Lehman’s research project is a an attempt to understand the process of software evolution. The first attempt was in the end of the sixties (Lehman, 1969), where he described the evolution of IBM’s OS/360.

He uses a relationship which is the same as Rosen’s (1985) where E-programms as he calls them model a real-world domain:

“all programs that, when executed in a specified real world domain (the execution domain), solve a problem (or set of problems) defined in and part of that domain”

>But since the real world changes, there is an inevitable disrepancy between the program and the real world. The problem is also caused by the indedeterministic behaviour of hunman agents, making its formalization impossible (see also the Pole A - Pole B continuum). In order to keep their behaviour adequate (law of requitsite variety (Ashby, 1962)), programs must aquire more functions, becoming more complex in the process: “Growing complexity is reflected by increased size, more interdependent functionality, a larger number of integrated components, more control mechanisms,a higher level of reciprocal interdependency.” One cannot help but notice the similarity of this account with Salthe’s (1993) four phenomenological rules for complex systems and the resulting stages of development (immature, mature, senescent).

Such increase brings with it,pressure for a decline in the attainable functional growth rate [e.g. leh98]. Managers can either ignore this decline and face the inevitable consequences of eventual system stagnation. Alternatively they can take cognisance of the complexity growth and divert effort to control it and any other forces causing the decline in growth rate. Given an awareness that growth trends that constrain system evolution develop, they may well accept the need to direct effort to activities that might otherwise have been overlooked or neglected.

observations indicate directly that the average software growth rate measured in modules or their equivalent tends to decline as a function of the release sequence number as the system ages.
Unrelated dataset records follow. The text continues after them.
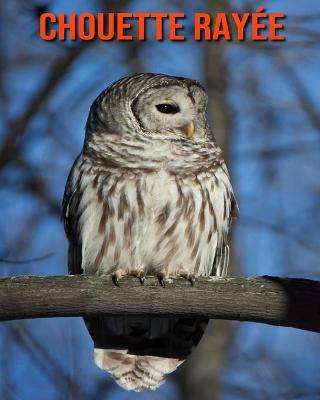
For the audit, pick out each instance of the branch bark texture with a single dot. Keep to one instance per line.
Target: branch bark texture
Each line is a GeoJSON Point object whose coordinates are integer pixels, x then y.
{"type": "Point", "coordinates": [271, 300]}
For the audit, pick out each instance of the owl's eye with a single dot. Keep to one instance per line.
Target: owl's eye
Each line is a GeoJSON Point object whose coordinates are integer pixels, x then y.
{"type": "Point", "coordinates": [168, 108]}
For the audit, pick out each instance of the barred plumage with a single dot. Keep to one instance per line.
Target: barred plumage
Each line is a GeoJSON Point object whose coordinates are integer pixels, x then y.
{"type": "Point", "coordinates": [149, 194]}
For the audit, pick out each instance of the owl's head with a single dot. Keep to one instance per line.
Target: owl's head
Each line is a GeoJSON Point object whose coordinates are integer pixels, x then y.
{"type": "Point", "coordinates": [154, 105]}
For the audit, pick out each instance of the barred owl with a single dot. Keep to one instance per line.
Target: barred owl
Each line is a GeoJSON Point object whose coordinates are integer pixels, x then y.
{"type": "Point", "coordinates": [149, 194]}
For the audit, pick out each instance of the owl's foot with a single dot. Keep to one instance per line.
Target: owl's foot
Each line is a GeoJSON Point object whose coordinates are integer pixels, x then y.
{"type": "Point", "coordinates": [162, 278]}
{"type": "Point", "coordinates": [119, 274]}
{"type": "Point", "coordinates": [140, 274]}
{"type": "Point", "coordinates": [183, 273]}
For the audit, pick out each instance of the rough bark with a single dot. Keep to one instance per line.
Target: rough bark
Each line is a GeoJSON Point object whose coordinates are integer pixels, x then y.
{"type": "Point", "coordinates": [270, 300]}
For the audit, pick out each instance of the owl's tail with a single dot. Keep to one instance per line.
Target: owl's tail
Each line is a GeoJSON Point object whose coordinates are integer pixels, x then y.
{"type": "Point", "coordinates": [135, 372]}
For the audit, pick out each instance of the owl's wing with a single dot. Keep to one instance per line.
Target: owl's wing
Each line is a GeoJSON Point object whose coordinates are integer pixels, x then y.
{"type": "Point", "coordinates": [221, 260]}
{"type": "Point", "coordinates": [69, 217]}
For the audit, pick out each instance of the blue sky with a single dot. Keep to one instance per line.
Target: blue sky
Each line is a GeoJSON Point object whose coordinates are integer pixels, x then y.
{"type": "Point", "coordinates": [277, 232]}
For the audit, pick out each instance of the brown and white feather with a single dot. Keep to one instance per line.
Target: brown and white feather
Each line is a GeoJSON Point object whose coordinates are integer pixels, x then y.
{"type": "Point", "coordinates": [146, 202]}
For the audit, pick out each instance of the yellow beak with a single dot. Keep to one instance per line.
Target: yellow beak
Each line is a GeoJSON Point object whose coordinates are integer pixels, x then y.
{"type": "Point", "coordinates": [188, 130]}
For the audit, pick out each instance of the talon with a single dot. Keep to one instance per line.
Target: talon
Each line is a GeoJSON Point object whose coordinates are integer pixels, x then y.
{"type": "Point", "coordinates": [182, 273]}
{"type": "Point", "coordinates": [162, 279]}
{"type": "Point", "coordinates": [142, 280]}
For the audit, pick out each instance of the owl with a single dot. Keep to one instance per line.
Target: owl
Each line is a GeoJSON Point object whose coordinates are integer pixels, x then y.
{"type": "Point", "coordinates": [149, 194]}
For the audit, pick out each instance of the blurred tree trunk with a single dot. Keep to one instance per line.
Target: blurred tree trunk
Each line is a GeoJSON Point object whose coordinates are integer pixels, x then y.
{"type": "Point", "coordinates": [199, 377]}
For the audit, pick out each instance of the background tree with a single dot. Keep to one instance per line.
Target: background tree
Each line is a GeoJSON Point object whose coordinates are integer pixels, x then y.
{"type": "Point", "coordinates": [265, 113]}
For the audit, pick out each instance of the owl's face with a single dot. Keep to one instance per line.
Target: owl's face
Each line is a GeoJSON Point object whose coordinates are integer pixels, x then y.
{"type": "Point", "coordinates": [153, 105]}
{"type": "Point", "coordinates": [170, 111]}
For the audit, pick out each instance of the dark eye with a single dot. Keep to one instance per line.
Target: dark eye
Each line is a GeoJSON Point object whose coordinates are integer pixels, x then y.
{"type": "Point", "coordinates": [167, 108]}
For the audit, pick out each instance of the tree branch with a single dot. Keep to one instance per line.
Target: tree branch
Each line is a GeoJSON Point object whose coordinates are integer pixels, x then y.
{"type": "Point", "coordinates": [270, 300]}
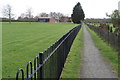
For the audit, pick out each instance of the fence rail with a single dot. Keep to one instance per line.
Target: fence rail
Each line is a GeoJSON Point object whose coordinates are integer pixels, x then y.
{"type": "Point", "coordinates": [111, 38]}
{"type": "Point", "coordinates": [50, 62]}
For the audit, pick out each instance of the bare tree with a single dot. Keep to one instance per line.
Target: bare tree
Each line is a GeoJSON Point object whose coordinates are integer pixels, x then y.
{"type": "Point", "coordinates": [7, 11]}
{"type": "Point", "coordinates": [29, 14]}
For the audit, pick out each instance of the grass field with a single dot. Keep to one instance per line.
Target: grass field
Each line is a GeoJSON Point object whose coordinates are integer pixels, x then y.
{"type": "Point", "coordinates": [23, 41]}
{"type": "Point", "coordinates": [108, 52]}
{"type": "Point", "coordinates": [73, 62]}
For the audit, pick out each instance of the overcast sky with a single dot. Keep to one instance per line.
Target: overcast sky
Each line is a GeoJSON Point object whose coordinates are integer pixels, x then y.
{"type": "Point", "coordinates": [92, 8]}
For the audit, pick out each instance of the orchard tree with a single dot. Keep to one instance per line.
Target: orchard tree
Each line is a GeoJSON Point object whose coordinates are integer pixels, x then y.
{"type": "Point", "coordinates": [7, 12]}
{"type": "Point", "coordinates": [78, 14]}
{"type": "Point", "coordinates": [29, 14]}
{"type": "Point", "coordinates": [115, 17]}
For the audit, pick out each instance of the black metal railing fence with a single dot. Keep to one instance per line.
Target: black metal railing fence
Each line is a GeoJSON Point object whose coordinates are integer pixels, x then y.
{"type": "Point", "coordinates": [49, 64]}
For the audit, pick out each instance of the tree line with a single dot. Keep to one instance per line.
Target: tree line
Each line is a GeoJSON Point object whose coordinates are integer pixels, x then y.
{"type": "Point", "coordinates": [28, 15]}
{"type": "Point", "coordinates": [77, 16]}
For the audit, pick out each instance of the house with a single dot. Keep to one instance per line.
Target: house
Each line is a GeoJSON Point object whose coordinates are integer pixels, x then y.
{"type": "Point", "coordinates": [46, 19]}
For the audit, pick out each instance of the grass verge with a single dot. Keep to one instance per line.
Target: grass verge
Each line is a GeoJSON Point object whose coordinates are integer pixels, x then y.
{"type": "Point", "coordinates": [22, 41]}
{"type": "Point", "coordinates": [72, 65]}
{"type": "Point", "coordinates": [108, 53]}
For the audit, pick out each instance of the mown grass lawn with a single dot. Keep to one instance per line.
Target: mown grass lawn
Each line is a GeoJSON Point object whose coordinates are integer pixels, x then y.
{"type": "Point", "coordinates": [23, 41]}
{"type": "Point", "coordinates": [108, 52]}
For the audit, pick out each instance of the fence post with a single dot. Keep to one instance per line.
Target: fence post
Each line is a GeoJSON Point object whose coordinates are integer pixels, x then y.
{"type": "Point", "coordinates": [17, 75]}
{"type": "Point", "coordinates": [41, 58]}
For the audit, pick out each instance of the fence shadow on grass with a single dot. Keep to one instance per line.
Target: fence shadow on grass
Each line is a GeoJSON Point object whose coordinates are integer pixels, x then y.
{"type": "Point", "coordinates": [49, 63]}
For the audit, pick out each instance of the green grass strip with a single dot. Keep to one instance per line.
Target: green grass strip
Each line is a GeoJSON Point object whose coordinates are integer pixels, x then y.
{"type": "Point", "coordinates": [108, 52]}
{"type": "Point", "coordinates": [73, 62]}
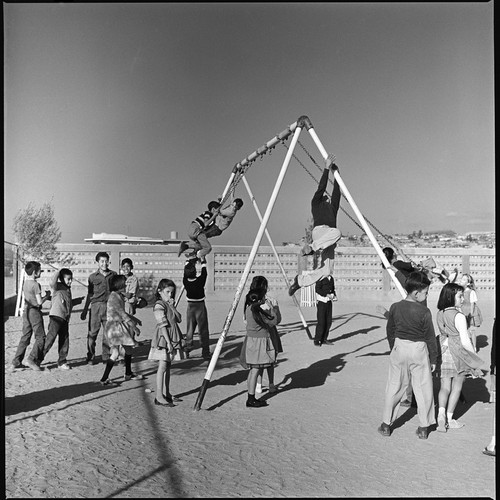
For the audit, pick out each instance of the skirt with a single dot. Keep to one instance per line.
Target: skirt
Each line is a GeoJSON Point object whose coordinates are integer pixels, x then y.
{"type": "Point", "coordinates": [156, 354]}
{"type": "Point", "coordinates": [448, 368]}
{"type": "Point", "coordinates": [257, 352]}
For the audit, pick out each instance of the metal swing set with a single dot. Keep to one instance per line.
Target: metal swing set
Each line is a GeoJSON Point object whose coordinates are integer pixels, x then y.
{"type": "Point", "coordinates": [238, 174]}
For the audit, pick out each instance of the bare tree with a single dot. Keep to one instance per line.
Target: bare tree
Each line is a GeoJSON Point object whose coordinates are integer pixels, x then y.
{"type": "Point", "coordinates": [37, 232]}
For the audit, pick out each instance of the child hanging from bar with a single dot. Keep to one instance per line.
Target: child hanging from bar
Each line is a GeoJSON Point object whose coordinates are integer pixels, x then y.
{"type": "Point", "coordinates": [120, 330]}
{"type": "Point", "coordinates": [325, 233]}
{"type": "Point", "coordinates": [224, 217]}
{"type": "Point", "coordinates": [198, 239]}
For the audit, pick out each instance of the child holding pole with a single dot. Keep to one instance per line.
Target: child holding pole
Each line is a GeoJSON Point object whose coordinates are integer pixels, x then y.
{"type": "Point", "coordinates": [458, 356]}
{"type": "Point", "coordinates": [166, 344]}
{"type": "Point", "coordinates": [120, 329]}
{"type": "Point", "coordinates": [413, 355]}
{"type": "Point", "coordinates": [257, 351]}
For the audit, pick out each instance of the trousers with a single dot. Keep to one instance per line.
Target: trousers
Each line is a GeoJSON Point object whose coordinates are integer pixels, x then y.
{"type": "Point", "coordinates": [96, 320]}
{"type": "Point", "coordinates": [58, 327]}
{"type": "Point", "coordinates": [409, 363]}
{"type": "Point", "coordinates": [32, 324]}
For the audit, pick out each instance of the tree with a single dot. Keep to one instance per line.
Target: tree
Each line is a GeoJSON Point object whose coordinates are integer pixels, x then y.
{"type": "Point", "coordinates": [37, 232]}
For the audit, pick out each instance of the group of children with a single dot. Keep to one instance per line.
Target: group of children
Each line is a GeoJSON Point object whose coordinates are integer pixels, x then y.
{"type": "Point", "coordinates": [417, 353]}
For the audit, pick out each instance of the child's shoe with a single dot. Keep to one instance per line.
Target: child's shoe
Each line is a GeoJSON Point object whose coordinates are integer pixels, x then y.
{"type": "Point", "coordinates": [422, 432]}
{"type": "Point", "coordinates": [455, 424]}
{"type": "Point", "coordinates": [384, 429]}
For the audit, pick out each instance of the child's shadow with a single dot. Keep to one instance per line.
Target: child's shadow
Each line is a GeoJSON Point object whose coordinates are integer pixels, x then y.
{"type": "Point", "coordinates": [312, 376]}
{"type": "Point", "coordinates": [481, 341]}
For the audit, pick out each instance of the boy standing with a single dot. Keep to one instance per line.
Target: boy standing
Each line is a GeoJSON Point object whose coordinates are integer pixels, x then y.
{"type": "Point", "coordinates": [196, 313]}
{"type": "Point", "coordinates": [131, 286]}
{"type": "Point", "coordinates": [325, 295]}
{"type": "Point", "coordinates": [97, 298]}
{"type": "Point", "coordinates": [325, 233]}
{"type": "Point", "coordinates": [224, 218]}
{"type": "Point", "coordinates": [32, 319]}
{"type": "Point", "coordinates": [411, 336]}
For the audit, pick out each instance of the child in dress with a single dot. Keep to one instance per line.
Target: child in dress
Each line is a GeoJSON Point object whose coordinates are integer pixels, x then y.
{"type": "Point", "coordinates": [197, 233]}
{"type": "Point", "coordinates": [261, 282]}
{"type": "Point", "coordinates": [458, 354]}
{"type": "Point", "coordinates": [166, 344]}
{"type": "Point", "coordinates": [257, 351]}
{"type": "Point", "coordinates": [469, 305]}
{"type": "Point", "coordinates": [32, 319]}
{"type": "Point", "coordinates": [131, 286]}
{"type": "Point", "coordinates": [120, 330]}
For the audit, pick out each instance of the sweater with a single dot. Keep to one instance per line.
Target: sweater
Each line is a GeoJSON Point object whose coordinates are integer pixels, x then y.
{"type": "Point", "coordinates": [324, 212]}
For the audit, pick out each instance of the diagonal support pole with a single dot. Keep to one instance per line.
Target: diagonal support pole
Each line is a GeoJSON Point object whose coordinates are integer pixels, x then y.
{"type": "Point", "coordinates": [359, 215]}
{"type": "Point", "coordinates": [283, 272]}
{"type": "Point", "coordinates": [246, 271]}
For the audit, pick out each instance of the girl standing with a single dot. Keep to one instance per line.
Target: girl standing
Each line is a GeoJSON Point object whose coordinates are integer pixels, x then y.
{"type": "Point", "coordinates": [257, 351]}
{"type": "Point", "coordinates": [59, 315]}
{"type": "Point", "coordinates": [458, 354]}
{"type": "Point", "coordinates": [120, 330]}
{"type": "Point", "coordinates": [166, 344]}
{"type": "Point", "coordinates": [469, 306]}
{"type": "Point", "coordinates": [261, 282]}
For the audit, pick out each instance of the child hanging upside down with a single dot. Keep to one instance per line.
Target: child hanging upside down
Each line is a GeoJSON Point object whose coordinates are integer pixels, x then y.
{"type": "Point", "coordinates": [199, 242]}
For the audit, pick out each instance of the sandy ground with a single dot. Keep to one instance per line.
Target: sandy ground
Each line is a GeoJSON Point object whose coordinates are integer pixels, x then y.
{"type": "Point", "coordinates": [67, 436]}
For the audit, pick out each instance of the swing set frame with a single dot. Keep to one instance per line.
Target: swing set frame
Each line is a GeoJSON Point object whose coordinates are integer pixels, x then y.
{"type": "Point", "coordinates": [237, 174]}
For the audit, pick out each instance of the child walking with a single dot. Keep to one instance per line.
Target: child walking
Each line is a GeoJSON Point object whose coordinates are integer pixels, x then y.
{"type": "Point", "coordinates": [260, 282]}
{"type": "Point", "coordinates": [469, 306]}
{"type": "Point", "coordinates": [131, 286]}
{"type": "Point", "coordinates": [59, 315]}
{"type": "Point", "coordinates": [257, 351]}
{"type": "Point", "coordinates": [120, 330]}
{"type": "Point", "coordinates": [166, 344]}
{"type": "Point", "coordinates": [413, 355]}
{"type": "Point", "coordinates": [32, 319]}
{"type": "Point", "coordinates": [458, 356]}
{"type": "Point", "coordinates": [197, 233]}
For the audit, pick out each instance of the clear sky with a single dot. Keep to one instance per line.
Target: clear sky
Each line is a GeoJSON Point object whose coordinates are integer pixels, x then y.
{"type": "Point", "coordinates": [130, 117]}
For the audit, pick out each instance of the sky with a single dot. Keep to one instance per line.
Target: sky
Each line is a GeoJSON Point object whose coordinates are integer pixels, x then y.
{"type": "Point", "coordinates": [129, 117]}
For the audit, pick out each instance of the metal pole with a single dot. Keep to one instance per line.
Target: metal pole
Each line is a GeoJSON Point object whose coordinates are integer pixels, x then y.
{"type": "Point", "coordinates": [246, 272]}
{"type": "Point", "coordinates": [250, 194]}
{"type": "Point", "coordinates": [361, 219]}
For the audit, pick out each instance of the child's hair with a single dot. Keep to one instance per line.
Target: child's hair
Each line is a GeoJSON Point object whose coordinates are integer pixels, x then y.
{"type": "Point", "coordinates": [128, 261]}
{"type": "Point", "coordinates": [259, 282]}
{"type": "Point", "coordinates": [31, 267]}
{"type": "Point", "coordinates": [389, 254]}
{"type": "Point", "coordinates": [254, 299]}
{"type": "Point", "coordinates": [164, 283]}
{"type": "Point", "coordinates": [101, 254]}
{"type": "Point", "coordinates": [190, 271]}
{"type": "Point", "coordinates": [117, 282]}
{"type": "Point", "coordinates": [447, 295]}
{"type": "Point", "coordinates": [64, 272]}
{"type": "Point", "coordinates": [470, 281]}
{"type": "Point", "coordinates": [416, 281]}
{"type": "Point", "coordinates": [213, 204]}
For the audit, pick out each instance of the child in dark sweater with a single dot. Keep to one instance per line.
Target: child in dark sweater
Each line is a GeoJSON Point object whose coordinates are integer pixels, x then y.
{"type": "Point", "coordinates": [196, 313]}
The long term trend tends to follow an inverse square trajectory with the mae (mean absolute error), that is the mean absolute difference, between release sizes as predicted by the model and their actual size of order 6%.

One solution to the problem (also known as Big Ball of Mud ), is to focus on a modular structure (Brand so that the evolution of outer layers (which must respond to the quickly changing environment), does not break inner ones. See also my Moving Target: Designing for Evolving Practice paper that deals exactly with this issue.

References

  • Ashby, C. R. (1962). Requisite Variety and its Implications for the Control of Complex Systems. General Systems Yearbook, 9, 99-105.
  • Brand, S. (1994). How Buildings Learn. New York: Viking.
  • Lehman, M. M. (1969). The Programming Process. In Program Evolution - Process Software Change: Academic Press.
  • Rosen, R. (1985). Anticipatory Systems. Oxford: Pergamon Press.
  • Salthe, S. N. (1993). Development and Evolution: Complexity and Change in Biology. Cambridge: MA: MIT Press.